内核网络参数

nf_conntrack

nf_conntrack是Linux内核连接跟踪的模块,常用在iptables中,比如

-A INPUT -m state --state RELATED,ESTABLISHED  -j RETURN
-A INPUT -m state --state INVALID -j DROP

可以通过cat /proc/net/nf_conntrack来查看当前跟踪的连接信息,这些信息以哈希形式(用链地址法处理冲突)存在内存中,并且每条记录大约占300B空间。

nf_conntrack相关的内核参数有三个:

  • nf_conntrack_max:连接跟踪表的大小,建议根据内存计算该值CONNTRACK_MAX = RAMSIZE (in bytes) / 16384 / (x / 32),并满足nf_conntrack_max=4*nf_conntrack_buckets,默认262144

  • nf_conntrack_buckets:哈希表的大小,(nf_conntrack_max/nf_conntrack_buckets就是每条哈希记录链表的长度),默认65536

  • nf_conntrack_tcp_timeout_established:tcp会话的超时时间,默认是432000 (5天)

比如,对64G内存的机器,推荐配置:

net.netfilter.nf_conntrack_max=4194304
net.netfilter.nf_conntrack_tcp_timeout_established=300
net.netfilter.nf_conntrack_buckets=1048576

bridge-nf

bridge-nf使得netfilter可以对Linux网桥上的IPv4/ARP/IPv6包过滤。比如,设置net.bridge.bridge-nf-call-iptables=1后,二层的网桥在转发包时也会被iptables的FORWARD规则所过滤,这样有时会出现L3层的iptables rules去过滤L2的帧的问题(见这里)。

常用的选项包括

  • net.bridge.bridge-nf-call-arptables:是否在arptables的FORWARD中过滤网桥的ARP包

  • net.bridge.bridge-nf-call-ip6tables:是否在ip6tables链中过滤IPv6包

  • net.bridge.bridge-nf-call-iptables:是否在iptables链中过滤IPv4包

  • net.bridge.bridge-nf-filter-vlan-tagged:是否在iptables/arptables中过滤打了vlan标签的包

当然,也可以通过/sys/devices/virtual/net/<bridge-name>/bridge/nf_call_iptables来设置,但要注意内核是取两者中大的生效。

有时,可能只希望部分网桥禁止bridge-nf,而其他网桥都开启(比如CNI网络插件中一般要求bridge-nf-call-iptables选项开启,而有时又希望禁止某个网桥的bridge-nf),这时可以改用iptables的方法:

iptables -t raw -I PREROUTING -i <bridge-name> -j NOTRACK

反向路径过滤

反向路径过滤可用于防止数据包从一接口传入,又从另一不同的接口传出(这有时被称为 “非对称路由” )。除非必要,否则最好将其关闭,因为它可防止来自子网络的用户采用 IP 地址欺骗手段,并减少 DDoS (分布式拒绝服务)攻击的机会。

通过 rp_filter 选项启用反向路径过滤,比如 sysctl -w net.ipv4.conf.default.rp_filter=INTEGER。支持三种选项:

  • 0 ——未进行源验证。

  • 1 ——处于如 RFC3704 所定义的严格模式。

  • 2 ——处于如 RFC3704 所定义的松散模式。

可以通过 net.ipv4.interface.rp_filter可实现对每一网络接口设置的覆盖。

TCP相关

ARP相关

ARP回收

  • gc_stale_time 每次检查neighbour记录的有效性的周期。当neighbour记录失效时,将在给它发送数据前再解析一次。缺省值是60秒。

  • gc_thresh1 存在于ARP高速缓存中的最少记录数,如果少于这个数,垃圾收集器将不会运行。缺省值是128。

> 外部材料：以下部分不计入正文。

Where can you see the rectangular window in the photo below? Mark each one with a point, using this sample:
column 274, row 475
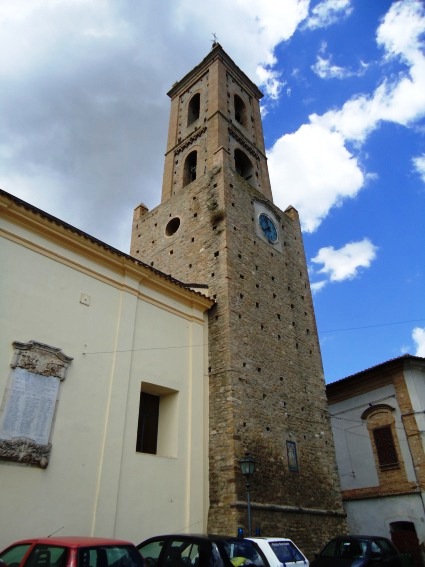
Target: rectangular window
column 291, row 450
column 147, row 431
column 385, row 447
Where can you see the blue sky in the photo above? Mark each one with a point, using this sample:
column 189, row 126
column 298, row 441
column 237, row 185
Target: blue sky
column 84, row 121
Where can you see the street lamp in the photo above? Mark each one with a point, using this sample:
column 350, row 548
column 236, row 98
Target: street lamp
column 247, row 465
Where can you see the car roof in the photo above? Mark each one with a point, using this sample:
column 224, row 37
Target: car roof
column 74, row 541
column 360, row 537
column 196, row 537
column 269, row 539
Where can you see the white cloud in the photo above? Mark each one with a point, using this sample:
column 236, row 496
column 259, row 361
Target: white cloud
column 419, row 165
column 345, row 263
column 328, row 12
column 326, row 70
column 313, row 164
column 313, row 171
column 418, row 335
column 83, row 94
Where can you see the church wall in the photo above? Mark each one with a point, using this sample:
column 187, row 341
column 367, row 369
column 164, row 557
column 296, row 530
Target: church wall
column 134, row 327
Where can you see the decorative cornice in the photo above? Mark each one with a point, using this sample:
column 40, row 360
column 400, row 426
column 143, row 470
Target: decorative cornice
column 41, row 359
column 243, row 142
column 189, row 141
column 25, row 451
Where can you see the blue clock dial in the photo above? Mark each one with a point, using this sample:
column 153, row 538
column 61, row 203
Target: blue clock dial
column 268, row 227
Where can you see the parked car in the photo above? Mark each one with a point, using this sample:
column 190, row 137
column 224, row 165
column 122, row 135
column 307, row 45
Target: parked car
column 281, row 550
column 201, row 551
column 358, row 551
column 71, row 552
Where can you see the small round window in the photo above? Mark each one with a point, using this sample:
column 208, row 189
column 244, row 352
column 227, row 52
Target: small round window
column 172, row 227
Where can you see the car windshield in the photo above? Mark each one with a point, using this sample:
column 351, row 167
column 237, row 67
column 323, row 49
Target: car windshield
column 286, row 551
column 346, row 548
column 109, row 556
column 243, row 552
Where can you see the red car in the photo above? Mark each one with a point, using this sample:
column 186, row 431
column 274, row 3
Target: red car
column 71, row 552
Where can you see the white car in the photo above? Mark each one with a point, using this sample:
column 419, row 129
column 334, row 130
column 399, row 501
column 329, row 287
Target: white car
column 281, row 551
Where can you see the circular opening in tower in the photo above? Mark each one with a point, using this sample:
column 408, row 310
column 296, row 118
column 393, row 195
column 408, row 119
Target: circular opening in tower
column 172, row 227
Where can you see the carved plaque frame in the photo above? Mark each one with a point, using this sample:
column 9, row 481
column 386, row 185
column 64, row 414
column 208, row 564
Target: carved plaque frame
column 29, row 403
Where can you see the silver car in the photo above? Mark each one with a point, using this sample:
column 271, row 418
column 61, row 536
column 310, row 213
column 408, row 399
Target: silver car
column 281, row 551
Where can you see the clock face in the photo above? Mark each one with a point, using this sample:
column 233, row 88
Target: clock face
column 268, row 227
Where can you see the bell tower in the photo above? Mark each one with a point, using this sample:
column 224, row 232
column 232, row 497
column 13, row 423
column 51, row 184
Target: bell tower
column 217, row 225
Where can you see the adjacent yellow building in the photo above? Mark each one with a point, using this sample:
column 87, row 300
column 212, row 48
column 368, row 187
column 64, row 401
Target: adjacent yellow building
column 89, row 336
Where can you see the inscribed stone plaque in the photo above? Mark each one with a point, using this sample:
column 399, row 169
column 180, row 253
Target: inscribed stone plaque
column 29, row 407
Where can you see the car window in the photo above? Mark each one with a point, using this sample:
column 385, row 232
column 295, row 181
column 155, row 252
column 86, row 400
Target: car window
column 286, row 551
column 350, row 548
column 47, row 556
column 109, row 556
column 151, row 551
column 384, row 546
column 243, row 552
column 181, row 554
column 14, row 555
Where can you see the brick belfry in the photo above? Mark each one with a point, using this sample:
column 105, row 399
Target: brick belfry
column 217, row 225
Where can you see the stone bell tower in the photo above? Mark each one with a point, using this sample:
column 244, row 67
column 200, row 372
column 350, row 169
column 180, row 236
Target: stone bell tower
column 217, row 225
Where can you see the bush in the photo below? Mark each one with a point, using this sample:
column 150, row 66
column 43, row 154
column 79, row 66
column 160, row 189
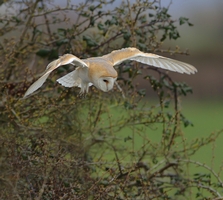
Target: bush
column 56, row 145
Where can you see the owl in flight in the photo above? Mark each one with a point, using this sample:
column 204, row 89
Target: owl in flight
column 100, row 72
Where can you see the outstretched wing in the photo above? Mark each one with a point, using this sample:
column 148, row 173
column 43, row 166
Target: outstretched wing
column 118, row 56
column 63, row 60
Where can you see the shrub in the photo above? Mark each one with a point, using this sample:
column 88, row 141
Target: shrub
column 56, row 145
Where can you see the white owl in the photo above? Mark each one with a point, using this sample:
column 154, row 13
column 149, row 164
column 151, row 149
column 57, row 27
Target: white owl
column 100, row 72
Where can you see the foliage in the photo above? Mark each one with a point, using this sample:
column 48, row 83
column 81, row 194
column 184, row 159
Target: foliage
column 56, row 145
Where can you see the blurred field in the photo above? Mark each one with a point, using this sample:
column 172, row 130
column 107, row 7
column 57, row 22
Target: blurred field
column 207, row 118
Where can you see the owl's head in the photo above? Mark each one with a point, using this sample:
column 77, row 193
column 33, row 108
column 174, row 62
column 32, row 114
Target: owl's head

  • gc_thresh2 存在 ARP 高速缓存中的最多的记录软限制。垃圾收集器在开始收集前,允许记录数超过这个数字 5 秒。缺省值是 512。

  • gc_thresh3 保存在 ARP 高速缓存中的最多记录的硬限制,一旦高速缓存中的数目高于此,垃圾收集器将马上运行。缺省值是1024。

比如可以增大为

net.ipv4.neigh.default.gc_thresh1=1024
net.ipv4.neigh.default.gc_thresh2=4096
net.ipv4.neigh.default.gc_thresh3=8192

ARP过滤

arp_filter - BOOLEAN

1 - Allows you to have multiple network interfaces on the same
subnet, and have the ARPs for each interface be answered
based on whether or not the kernel would route a packet from
the ARP'd IP out that interface (therefore you must use source
based routing for this to work). In other words it allows control
of which cards (usually 1) will respond to an arp request.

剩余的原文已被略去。